Les colonies de vacances au début des années 60 n'étaient par toutes très jolies. Les mouvements d'éducation populaire comme des Francs et Franches camarades et les CEMEA n'étaient pas partout, malheureusement.

J'ai connu comme gamin, une colonie de vacances où les coups et les brimades pleuvaient.

Nous n'étions pas au bagne, loin s'en faut, mais pas au paradis non plus. Il restait des réminiscences des méthodes d'antan.

Jeune instituteur au début des années 70 j'ai eu des enfants malheureux dans leurs familles d'accueil....

Aujourd'hui tout cela a bien changé, bien heureusement !

l'histoire racontée par Vérinique Olmi est énormément plus sombre, elle raconte non les souffrances mais le martyre de ces enfants bagnards , d'un temps pas si lointain ! 

« Le gosse »

roman de Véronique OLMI

éditions Albin Michel

294 pages

février 2022

 

Vrai et bouleversant

 

Joseph est né en 1919, son père, gueule cassée de la grande guerre est mort sans avoir connu son fils.

Joseph va vivre sa petite enfance avec sa mère ouvrière du textile et sa grand-mère perd doucement la tête.

La vie est dure mais sont heureux jusqu'au jour où sa mère décède à la suite d'un avortement pratiqué par une " faiseuse d'ange ».

Joseph va essayer de s'occuper de sa grand-mère et de se débrouiller, tout seul... A sept ans c'est difficile et des voisins vont dénoncer ce petit titi parisien aux autorités.

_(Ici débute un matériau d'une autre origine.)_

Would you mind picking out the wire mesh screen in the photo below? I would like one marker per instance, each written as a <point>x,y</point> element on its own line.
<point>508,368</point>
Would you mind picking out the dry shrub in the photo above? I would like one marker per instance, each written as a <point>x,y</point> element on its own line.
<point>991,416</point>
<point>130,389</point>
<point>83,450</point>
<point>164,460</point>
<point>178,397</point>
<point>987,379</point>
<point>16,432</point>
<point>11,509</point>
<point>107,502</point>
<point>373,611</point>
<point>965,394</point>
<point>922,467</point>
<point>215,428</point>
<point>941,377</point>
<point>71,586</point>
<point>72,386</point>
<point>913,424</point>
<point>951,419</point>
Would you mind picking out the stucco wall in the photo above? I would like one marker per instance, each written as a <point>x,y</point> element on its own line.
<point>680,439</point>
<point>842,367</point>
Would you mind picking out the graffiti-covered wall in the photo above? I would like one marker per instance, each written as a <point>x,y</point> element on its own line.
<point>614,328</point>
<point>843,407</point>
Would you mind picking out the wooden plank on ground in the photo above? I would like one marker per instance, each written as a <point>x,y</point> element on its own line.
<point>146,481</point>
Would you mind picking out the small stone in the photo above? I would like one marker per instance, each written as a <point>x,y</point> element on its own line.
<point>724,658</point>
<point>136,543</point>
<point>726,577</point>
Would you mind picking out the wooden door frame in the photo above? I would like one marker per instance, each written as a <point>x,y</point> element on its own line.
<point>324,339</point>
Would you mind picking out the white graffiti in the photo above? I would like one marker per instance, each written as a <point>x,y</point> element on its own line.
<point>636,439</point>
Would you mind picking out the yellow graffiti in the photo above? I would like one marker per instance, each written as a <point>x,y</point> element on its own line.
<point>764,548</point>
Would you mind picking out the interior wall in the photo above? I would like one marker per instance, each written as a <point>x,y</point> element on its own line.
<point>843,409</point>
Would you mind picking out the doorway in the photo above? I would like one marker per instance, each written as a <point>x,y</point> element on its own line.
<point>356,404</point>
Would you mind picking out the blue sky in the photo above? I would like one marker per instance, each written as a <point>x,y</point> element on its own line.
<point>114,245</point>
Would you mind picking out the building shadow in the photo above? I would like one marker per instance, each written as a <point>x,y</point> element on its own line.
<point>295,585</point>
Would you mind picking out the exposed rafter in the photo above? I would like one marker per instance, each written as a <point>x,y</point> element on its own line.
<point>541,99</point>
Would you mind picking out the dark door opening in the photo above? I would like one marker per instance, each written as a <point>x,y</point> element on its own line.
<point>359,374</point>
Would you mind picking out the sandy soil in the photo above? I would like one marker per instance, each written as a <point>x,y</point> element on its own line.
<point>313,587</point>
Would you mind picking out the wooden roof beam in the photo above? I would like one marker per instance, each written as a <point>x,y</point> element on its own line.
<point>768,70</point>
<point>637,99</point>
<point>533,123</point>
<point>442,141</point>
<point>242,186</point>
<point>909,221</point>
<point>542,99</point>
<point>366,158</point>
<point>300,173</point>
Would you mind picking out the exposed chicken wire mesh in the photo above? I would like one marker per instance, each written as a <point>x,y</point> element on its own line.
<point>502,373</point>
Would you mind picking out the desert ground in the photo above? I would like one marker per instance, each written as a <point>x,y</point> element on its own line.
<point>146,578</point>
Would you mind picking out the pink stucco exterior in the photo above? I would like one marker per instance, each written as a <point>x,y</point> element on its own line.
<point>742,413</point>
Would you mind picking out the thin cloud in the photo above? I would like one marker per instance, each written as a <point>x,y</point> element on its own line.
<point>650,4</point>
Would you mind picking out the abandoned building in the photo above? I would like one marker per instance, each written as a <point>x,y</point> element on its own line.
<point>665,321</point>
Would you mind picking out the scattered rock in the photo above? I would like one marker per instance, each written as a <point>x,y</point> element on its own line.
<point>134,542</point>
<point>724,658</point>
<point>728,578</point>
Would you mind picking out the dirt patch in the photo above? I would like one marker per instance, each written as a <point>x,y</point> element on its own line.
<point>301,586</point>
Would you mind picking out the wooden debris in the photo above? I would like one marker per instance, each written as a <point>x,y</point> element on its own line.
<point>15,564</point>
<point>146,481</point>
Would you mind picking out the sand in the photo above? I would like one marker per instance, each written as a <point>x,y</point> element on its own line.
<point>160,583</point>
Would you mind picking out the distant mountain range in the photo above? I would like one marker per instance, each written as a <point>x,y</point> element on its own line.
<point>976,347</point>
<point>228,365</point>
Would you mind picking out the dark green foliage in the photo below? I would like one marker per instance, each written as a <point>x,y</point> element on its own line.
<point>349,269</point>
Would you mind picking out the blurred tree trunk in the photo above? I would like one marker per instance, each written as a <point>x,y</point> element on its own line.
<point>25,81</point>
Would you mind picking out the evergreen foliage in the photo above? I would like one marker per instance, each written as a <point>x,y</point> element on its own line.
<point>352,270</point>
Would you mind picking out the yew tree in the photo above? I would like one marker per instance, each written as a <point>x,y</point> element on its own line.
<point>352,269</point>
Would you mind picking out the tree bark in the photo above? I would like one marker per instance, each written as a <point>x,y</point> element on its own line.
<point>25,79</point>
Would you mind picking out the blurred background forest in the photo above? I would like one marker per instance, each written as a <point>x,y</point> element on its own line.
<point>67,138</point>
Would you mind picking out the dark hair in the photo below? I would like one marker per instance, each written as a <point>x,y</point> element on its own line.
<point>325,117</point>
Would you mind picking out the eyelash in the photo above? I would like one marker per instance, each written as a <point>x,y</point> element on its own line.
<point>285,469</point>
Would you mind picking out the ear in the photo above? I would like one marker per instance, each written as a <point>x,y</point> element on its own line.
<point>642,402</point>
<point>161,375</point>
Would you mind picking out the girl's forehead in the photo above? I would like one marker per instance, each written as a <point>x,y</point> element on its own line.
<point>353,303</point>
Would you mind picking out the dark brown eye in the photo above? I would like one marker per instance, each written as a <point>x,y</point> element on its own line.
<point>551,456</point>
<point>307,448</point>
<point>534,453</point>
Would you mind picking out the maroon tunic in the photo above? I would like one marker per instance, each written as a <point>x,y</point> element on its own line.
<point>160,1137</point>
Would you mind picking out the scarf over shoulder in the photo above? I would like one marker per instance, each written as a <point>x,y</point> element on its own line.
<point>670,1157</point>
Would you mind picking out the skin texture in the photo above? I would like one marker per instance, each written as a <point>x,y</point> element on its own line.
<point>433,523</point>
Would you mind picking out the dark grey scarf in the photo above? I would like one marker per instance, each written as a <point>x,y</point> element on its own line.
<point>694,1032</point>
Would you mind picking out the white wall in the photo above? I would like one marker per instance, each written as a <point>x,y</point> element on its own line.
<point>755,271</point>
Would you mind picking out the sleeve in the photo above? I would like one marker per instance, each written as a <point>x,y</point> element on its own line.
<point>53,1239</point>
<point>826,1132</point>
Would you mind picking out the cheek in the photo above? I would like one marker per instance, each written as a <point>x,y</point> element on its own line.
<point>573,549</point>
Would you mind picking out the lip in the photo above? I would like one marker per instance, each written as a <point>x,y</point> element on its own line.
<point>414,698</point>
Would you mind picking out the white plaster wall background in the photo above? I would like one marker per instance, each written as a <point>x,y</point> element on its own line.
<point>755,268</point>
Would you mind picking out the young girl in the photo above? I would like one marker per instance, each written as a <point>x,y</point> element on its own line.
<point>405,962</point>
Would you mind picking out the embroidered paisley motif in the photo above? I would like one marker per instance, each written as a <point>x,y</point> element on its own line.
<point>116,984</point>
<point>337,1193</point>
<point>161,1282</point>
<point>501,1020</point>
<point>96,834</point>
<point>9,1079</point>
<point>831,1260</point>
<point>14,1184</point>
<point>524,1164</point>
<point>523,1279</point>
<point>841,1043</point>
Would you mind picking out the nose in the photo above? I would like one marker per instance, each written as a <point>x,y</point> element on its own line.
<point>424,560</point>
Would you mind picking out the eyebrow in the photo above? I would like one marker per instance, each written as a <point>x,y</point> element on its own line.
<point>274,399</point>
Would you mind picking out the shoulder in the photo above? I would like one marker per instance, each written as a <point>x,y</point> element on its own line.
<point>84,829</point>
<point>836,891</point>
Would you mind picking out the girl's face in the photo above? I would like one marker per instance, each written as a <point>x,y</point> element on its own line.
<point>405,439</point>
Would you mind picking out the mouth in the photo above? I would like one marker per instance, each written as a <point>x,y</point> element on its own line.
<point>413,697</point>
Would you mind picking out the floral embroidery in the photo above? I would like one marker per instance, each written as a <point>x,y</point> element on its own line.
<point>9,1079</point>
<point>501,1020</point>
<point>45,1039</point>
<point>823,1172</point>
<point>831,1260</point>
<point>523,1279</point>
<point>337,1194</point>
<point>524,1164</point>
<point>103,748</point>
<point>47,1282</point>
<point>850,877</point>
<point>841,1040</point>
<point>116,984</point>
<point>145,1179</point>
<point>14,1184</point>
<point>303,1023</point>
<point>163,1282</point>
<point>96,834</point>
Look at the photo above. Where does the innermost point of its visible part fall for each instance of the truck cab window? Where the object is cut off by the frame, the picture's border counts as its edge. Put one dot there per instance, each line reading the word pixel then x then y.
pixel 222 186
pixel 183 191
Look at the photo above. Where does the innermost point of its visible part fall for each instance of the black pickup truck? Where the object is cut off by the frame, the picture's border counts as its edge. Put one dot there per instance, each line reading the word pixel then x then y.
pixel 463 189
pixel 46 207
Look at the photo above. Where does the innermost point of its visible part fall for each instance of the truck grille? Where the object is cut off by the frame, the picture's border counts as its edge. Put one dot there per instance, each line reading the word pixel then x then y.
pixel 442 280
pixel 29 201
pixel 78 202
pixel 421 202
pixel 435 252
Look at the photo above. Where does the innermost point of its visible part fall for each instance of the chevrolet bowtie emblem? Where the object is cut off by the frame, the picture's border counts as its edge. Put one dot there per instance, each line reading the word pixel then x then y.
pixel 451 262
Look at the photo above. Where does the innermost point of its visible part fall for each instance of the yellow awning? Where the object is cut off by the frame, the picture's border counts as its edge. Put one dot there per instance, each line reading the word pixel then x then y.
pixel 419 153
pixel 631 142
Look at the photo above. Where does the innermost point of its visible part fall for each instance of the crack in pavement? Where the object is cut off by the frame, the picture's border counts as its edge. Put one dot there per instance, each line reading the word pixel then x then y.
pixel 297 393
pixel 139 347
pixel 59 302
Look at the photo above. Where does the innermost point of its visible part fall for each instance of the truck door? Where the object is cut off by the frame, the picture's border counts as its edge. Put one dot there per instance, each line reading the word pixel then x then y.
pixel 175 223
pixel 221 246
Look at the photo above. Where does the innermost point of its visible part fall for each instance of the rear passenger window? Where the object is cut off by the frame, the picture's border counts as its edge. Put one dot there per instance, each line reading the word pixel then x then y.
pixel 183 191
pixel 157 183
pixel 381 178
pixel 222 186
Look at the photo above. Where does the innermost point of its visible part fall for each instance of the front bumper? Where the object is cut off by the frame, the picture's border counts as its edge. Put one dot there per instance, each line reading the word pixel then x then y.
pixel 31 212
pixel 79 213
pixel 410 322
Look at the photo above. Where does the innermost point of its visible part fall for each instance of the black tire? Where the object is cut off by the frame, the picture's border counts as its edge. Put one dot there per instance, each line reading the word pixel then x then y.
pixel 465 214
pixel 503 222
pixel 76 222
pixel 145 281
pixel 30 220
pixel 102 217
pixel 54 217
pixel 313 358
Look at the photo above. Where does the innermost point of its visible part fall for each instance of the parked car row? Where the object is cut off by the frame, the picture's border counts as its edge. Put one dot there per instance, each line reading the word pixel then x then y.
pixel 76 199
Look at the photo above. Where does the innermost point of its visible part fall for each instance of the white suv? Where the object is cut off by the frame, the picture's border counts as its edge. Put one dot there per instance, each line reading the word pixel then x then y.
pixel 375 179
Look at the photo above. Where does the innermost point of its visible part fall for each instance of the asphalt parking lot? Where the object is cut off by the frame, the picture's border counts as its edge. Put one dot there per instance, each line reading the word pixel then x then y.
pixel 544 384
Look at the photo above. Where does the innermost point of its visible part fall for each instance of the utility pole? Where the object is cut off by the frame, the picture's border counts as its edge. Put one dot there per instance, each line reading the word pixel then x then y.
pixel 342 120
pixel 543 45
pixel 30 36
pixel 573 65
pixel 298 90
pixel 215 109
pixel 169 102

Il est placé dans une famille d'accueil et sa grand-mère va se retrouver dans un hospice pour vieux.

C'est là que commence une « aventure » dramatique qui va le conduire dans une prison pour enfants puis au bagne à Mettray, lieu sinistre, dit « centre de rééducation » !

Pourquoi ce petit garçon se trouve là, soumis à de la maltraitance, et plus encore ?

A-t-il volé ?

Non, il a simplement décidé un jour de quitter ses « parents » nourriciers.

Joseph va grandir tout doucement, difficilement, dans la souffrance.

La découverte de la musique va t-elle lui permettre de surnager avec ce « cornet » à piston qu'il sait manier avec dextérité.

C'est avec cet instrument qu'il va travailler, sous les ordres de ceux qu'on appelle des surveillants mais qui sont de véritables matons.

Joseph va-t-il sortir de cet enfer où il côtoie le pire, l'indicible et où il noue une amitié très forte et même plus avec un de ses « coreligionnaires » ?

Comme l'écrit juste avant le Front Populaire le journaliste Alexis Dayan :

Dans ces lieus « d'éducation » fait non seulement pour les jeunes délinquants mais aussi pour des pauvres orphelins comme Joseph : « Tous les surveillants ont à leur actif des souffrances, des agonies sans nom. A cause d'eux, des enfants se sont enduits les yeux de chaux vive, ont absorbé du cesyl...  » Beaucoup d'enfants ont succombé.

Le Front Populaire va permettre, entre autres que des enquêtes soient faites, que des mesures soient prises.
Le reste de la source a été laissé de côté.